We consider feature selection for applications in machine learning where the dimensionality of the data is so large that it exceeds the working memory of the (local) computing machine. Unfortunately, current large-scale sketching algorithms show poor memory-accuracy trade-off due to the irreversible collision and accumulation of the stochastic gradient noise in the sketched domain. Here, we develop a second-order ultra-high dimensional feature selection algorithm, called BEAR, which avoids the extra collisions by storing the second-order gradients in the celebrated Broyden-Fletcher-Goldfarb-Shannon (BFGS) algorithm in Count Sketch, a sublinear memory data structure from the streaming literature. Experiments on real-world data sets demonstrate that BEAR requires up to three orders of magnitude less memory space to achieve the same classification accuracy compared to the first-order sketching algorithms. Theoretical analysis proves convergence of BEAR with rate O(1/t) in t iterations of the sketched algorithm. Our algorithm reveals an unexplored advantage of second-order optimization for memory-constrained sketching of models trained on ultra-high dimensional data sets.

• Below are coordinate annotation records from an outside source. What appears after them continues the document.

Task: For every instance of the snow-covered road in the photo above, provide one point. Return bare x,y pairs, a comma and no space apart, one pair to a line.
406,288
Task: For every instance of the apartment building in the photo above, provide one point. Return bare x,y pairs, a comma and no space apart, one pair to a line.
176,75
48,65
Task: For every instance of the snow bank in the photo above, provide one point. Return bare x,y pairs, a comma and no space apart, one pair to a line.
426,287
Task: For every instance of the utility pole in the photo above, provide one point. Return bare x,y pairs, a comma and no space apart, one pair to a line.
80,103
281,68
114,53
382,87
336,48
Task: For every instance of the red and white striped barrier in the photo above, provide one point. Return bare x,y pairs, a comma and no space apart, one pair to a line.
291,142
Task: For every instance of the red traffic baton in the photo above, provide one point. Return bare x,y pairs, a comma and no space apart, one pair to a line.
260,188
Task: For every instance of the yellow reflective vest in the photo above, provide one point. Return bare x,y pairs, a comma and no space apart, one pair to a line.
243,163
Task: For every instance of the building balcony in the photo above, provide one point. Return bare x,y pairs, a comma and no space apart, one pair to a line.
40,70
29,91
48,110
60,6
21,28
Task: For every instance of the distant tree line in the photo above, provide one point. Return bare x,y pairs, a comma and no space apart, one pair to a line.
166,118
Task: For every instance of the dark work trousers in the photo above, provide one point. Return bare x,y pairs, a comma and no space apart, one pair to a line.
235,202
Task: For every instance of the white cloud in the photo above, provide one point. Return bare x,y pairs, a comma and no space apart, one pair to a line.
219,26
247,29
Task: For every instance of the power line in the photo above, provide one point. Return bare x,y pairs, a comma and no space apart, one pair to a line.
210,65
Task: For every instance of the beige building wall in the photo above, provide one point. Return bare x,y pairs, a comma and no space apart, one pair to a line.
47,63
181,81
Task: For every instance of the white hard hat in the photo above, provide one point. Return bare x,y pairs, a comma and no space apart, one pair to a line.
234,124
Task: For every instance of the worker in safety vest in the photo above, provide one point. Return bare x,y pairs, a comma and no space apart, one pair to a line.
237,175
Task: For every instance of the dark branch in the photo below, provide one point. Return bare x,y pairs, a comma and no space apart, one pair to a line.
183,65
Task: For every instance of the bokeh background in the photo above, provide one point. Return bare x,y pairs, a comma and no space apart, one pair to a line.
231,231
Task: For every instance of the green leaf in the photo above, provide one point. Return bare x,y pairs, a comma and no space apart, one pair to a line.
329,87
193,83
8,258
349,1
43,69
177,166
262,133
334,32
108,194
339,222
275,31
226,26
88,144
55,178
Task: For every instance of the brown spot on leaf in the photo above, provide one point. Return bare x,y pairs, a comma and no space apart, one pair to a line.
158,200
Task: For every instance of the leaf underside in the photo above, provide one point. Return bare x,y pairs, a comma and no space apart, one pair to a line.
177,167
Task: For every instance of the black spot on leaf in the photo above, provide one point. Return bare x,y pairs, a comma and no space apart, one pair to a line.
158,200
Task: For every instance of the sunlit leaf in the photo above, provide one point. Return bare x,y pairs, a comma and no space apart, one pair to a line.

Amirali Aghazadeh, Ryan Spring, Daniel LeJeune et al.

Feature selection is an important challenge in machine learning. It plays a crucial role in the explainability of machine-driven decisions that are rapidly permeating throughout modern society. Unfortunately, the explosion in the size and dimensionality of real-world datasets poses a severe challenge to standard feature selection algorithms. Today, it is not uncommon for datasets to have billions of dimensions. At such scale, even storing the feature vector is impossible, causing most existing feature selection methods to fail. Workarounds like feature hashing, a standard approach to large-scale machine learning, helps with the computational feasibility, but at the cost of losing the interpretability of features. In this paper, we present MISSION, a novel framework for ultra large-scale feature selection that performs stochastic gradient descent while maintaining an efficient representation of the features in memory using a Count-Sketch data structure. MISSION retains the simplicity of feature hashing without sacrificing the interpretability of the features while using only O(log^2(p)) working memory. We demonstrate that MISSION accurately and efficiently performs feature selection on real-world, large-scale datasets with billions of dimensions.